Why does the fantasy land spec require that chain must return a value of the same Chain?

Question

chain method

A value which has a Chain must provide a chain method. The chain method takes one argument:

m.chain(f)

1. f must be a function which returns a value
   • If f is not a function, the behaviour of chain is unspecified.
   • f must return a value of the same Chain
2. chain must return a value of the same Chain

GitHub - fantasyland

Given is a simple implementation of the option monad:

// prototypes:
const someProto = {
  of(x) { return some(x) },
  map(f) { return some(f(this.x)) },
  ap(ftor) { return ftor.map(this.x) },
  join() { return this.x },
  chain(mf) { return this.map(mf).join() }
};

const noneProto = {
  of() { return this },
  map() { return this },
  ap() { return this },
  join() { return this },
  chain() { return this }
};

// factories:
function some(x) {
  return Object.assign(Object.create(someProto), {x: x});
}

function none() {
  return Object.assign(Object.create(noneProto), {x: null});
}

To guarantee that chain always returns an option monad, I'd have to ensure that mf (monadic function) always returns one. This isn't possible, because mf is not part of the implementation. Rather it's defined when the monad is used:

// auxiliary function:
const sub = y => x => x - y;

let a = some(2);
let b = some(3);

a.chain(x => b.chain(y => some(sub(x)(y)))); // {x: 1}
a.chain(x => b.chain(y => sub(x)(y))); // 1 - ouch!

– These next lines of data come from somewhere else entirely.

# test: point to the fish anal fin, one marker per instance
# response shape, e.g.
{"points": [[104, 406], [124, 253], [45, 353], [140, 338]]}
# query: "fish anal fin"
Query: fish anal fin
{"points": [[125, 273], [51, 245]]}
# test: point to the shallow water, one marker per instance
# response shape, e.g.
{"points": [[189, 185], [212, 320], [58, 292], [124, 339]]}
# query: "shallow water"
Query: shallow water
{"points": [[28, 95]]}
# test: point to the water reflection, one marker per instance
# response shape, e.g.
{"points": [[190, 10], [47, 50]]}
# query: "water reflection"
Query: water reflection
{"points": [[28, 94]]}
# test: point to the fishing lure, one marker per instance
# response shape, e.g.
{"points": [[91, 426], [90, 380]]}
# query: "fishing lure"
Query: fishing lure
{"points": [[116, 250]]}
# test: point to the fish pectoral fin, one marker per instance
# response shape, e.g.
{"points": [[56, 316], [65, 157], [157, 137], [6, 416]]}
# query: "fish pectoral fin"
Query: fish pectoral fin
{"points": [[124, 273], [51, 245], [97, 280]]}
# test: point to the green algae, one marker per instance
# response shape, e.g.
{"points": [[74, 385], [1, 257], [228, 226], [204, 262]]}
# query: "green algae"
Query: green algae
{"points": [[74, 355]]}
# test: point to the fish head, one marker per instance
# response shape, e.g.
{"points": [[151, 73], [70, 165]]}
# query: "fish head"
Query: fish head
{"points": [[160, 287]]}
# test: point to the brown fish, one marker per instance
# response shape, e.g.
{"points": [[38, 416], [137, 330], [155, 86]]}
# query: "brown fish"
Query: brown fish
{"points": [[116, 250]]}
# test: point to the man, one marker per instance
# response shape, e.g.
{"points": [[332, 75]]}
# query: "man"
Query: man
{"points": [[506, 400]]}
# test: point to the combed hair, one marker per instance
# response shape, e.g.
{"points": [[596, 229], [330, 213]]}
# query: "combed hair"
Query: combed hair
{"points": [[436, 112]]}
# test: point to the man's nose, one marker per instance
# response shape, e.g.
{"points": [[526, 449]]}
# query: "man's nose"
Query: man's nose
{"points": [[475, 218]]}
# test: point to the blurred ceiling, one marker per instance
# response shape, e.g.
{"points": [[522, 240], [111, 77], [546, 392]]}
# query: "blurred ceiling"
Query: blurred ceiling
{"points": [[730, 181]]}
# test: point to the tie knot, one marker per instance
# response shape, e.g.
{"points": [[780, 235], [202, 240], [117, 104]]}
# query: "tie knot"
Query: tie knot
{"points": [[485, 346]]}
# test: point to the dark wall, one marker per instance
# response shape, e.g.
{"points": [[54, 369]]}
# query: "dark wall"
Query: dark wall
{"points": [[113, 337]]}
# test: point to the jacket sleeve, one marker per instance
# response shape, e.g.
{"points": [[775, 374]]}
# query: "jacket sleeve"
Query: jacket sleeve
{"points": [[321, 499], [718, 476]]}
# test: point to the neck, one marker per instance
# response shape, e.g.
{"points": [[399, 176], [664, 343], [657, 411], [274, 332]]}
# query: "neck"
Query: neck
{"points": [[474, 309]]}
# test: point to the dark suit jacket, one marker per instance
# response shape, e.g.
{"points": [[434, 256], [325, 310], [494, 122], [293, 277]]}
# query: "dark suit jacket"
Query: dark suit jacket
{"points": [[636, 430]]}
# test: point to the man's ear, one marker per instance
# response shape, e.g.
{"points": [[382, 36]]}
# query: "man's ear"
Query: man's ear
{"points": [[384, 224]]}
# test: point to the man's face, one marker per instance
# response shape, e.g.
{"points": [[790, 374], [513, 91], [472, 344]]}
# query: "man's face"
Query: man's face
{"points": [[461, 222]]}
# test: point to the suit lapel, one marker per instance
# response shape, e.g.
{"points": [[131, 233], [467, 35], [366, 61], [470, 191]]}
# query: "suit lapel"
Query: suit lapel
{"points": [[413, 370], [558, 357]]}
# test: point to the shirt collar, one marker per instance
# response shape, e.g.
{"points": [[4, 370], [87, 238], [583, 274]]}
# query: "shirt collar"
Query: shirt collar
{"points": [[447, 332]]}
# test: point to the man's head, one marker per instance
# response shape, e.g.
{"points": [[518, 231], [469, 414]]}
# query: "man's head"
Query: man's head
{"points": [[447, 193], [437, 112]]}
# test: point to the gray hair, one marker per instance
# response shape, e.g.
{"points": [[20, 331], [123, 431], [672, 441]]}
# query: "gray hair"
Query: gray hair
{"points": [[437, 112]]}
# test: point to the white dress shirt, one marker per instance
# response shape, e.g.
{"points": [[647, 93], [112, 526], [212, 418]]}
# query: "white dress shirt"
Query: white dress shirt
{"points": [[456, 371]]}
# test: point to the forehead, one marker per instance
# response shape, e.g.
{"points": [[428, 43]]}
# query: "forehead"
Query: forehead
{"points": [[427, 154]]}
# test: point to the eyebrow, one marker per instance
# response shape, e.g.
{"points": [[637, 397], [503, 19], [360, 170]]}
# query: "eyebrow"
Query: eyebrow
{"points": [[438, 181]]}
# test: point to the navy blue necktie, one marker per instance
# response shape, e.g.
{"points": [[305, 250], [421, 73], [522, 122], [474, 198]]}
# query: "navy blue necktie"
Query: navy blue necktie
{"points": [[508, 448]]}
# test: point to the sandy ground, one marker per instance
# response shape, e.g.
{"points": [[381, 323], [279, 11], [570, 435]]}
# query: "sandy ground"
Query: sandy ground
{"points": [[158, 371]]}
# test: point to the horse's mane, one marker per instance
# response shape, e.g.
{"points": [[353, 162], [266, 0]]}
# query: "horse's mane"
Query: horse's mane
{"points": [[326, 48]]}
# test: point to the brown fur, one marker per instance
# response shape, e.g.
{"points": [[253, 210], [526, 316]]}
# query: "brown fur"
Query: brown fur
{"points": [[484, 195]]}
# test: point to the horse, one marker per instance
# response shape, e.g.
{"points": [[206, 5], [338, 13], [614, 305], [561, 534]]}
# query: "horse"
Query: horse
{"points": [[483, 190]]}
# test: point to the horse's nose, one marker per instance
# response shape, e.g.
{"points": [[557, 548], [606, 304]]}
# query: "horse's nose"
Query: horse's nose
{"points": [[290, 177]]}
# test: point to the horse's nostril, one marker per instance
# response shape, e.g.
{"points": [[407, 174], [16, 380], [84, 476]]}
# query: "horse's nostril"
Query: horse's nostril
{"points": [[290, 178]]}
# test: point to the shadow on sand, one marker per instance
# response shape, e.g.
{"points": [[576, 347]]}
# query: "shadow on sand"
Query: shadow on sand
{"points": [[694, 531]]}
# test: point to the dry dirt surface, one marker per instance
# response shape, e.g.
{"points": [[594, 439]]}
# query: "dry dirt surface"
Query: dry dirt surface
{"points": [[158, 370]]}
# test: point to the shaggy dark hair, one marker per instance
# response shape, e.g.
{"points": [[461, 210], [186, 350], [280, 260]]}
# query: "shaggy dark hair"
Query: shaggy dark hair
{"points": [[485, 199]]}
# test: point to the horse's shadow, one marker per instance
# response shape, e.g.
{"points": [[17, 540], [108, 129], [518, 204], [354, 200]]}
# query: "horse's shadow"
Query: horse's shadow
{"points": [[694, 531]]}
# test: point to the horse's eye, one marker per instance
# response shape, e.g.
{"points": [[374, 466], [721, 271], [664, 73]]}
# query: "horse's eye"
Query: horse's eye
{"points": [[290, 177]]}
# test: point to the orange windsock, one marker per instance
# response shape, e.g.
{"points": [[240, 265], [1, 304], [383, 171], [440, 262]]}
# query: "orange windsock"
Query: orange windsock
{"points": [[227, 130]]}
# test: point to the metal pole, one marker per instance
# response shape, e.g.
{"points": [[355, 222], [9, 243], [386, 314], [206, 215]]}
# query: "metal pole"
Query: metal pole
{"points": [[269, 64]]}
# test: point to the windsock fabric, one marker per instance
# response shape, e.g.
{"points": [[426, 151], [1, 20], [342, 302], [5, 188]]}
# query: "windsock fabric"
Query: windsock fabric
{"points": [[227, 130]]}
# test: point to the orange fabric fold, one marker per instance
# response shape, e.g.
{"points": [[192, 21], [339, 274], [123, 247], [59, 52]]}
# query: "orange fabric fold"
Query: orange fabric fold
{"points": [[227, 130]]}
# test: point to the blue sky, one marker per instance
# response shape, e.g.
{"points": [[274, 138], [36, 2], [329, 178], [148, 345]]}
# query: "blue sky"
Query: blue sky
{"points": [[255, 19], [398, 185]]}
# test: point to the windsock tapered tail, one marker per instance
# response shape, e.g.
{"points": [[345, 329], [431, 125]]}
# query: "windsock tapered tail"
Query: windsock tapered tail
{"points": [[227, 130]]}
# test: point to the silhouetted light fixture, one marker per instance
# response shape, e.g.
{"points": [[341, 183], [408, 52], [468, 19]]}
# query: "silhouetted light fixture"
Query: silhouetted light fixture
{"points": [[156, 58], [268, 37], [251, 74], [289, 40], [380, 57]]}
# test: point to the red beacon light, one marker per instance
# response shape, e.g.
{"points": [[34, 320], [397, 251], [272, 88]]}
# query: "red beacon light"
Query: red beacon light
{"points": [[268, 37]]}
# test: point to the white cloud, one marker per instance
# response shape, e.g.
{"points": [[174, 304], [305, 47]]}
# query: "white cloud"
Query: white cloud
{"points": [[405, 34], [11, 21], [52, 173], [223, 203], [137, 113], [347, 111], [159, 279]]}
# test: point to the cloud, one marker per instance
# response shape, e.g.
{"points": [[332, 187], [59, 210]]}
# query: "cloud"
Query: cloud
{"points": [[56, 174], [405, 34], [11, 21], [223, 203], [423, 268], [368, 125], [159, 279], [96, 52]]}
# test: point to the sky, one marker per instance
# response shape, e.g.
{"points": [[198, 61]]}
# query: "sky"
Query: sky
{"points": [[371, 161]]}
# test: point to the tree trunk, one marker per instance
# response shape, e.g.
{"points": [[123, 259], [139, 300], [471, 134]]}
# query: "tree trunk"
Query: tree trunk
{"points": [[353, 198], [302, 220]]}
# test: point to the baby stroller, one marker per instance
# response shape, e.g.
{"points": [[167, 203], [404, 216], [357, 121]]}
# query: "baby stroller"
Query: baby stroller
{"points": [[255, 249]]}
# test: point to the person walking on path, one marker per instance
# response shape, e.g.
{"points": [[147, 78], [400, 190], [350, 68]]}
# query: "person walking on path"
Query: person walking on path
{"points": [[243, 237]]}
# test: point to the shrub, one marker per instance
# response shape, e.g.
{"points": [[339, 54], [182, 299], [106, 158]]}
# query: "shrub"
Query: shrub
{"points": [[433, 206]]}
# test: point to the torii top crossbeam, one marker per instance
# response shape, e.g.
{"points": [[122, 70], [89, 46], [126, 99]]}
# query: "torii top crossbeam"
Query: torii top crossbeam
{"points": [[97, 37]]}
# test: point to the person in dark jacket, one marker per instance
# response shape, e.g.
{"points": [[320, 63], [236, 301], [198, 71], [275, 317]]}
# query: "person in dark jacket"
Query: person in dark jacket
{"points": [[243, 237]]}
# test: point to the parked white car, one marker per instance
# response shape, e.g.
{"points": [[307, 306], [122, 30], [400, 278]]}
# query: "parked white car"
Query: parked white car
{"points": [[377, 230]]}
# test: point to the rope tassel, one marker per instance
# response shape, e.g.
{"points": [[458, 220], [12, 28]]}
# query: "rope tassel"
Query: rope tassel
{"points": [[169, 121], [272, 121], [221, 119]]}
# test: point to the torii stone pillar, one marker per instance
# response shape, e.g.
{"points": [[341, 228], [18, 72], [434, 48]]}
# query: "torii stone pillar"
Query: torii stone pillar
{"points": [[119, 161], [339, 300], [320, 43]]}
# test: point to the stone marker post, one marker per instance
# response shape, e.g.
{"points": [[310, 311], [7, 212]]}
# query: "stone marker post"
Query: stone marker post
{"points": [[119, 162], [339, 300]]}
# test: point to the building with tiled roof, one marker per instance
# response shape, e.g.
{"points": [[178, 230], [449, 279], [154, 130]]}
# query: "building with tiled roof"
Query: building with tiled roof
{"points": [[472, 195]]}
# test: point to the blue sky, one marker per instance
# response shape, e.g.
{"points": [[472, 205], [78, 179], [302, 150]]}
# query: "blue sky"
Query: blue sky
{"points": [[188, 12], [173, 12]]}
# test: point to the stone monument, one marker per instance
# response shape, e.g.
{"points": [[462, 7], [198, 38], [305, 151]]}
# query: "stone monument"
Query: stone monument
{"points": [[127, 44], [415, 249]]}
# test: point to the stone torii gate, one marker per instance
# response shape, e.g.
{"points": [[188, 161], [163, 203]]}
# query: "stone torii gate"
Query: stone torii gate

In the second method application the passed function returns no monad, which leads to an unwrapped result of the monadic computation. I could add a type check to chain or join maybe by duck typing, to solve the issue - that would be pretty ugly though.

Why does the specification require type safety exactly at this point? Javascript is dynamically typed and I would prefer to write appropriate unit tests instead of performing type checks at run-time. Would I violate the specification then?

Answer 1

In your second example you should use .map():

a.chain(x => b.map(y => sub(x)(y))); 

and then everything follows the rules.

For comparison here are the equivalent Haskell signatures:

fmap  :: m a -> (a ->   b)   -> m b    -- same as .map()
(>>=) :: m a -> (a -> m b)   -> m b    -- same as .chain()

So if your function returns a monadic value, use .chain(). Otherwise use .map().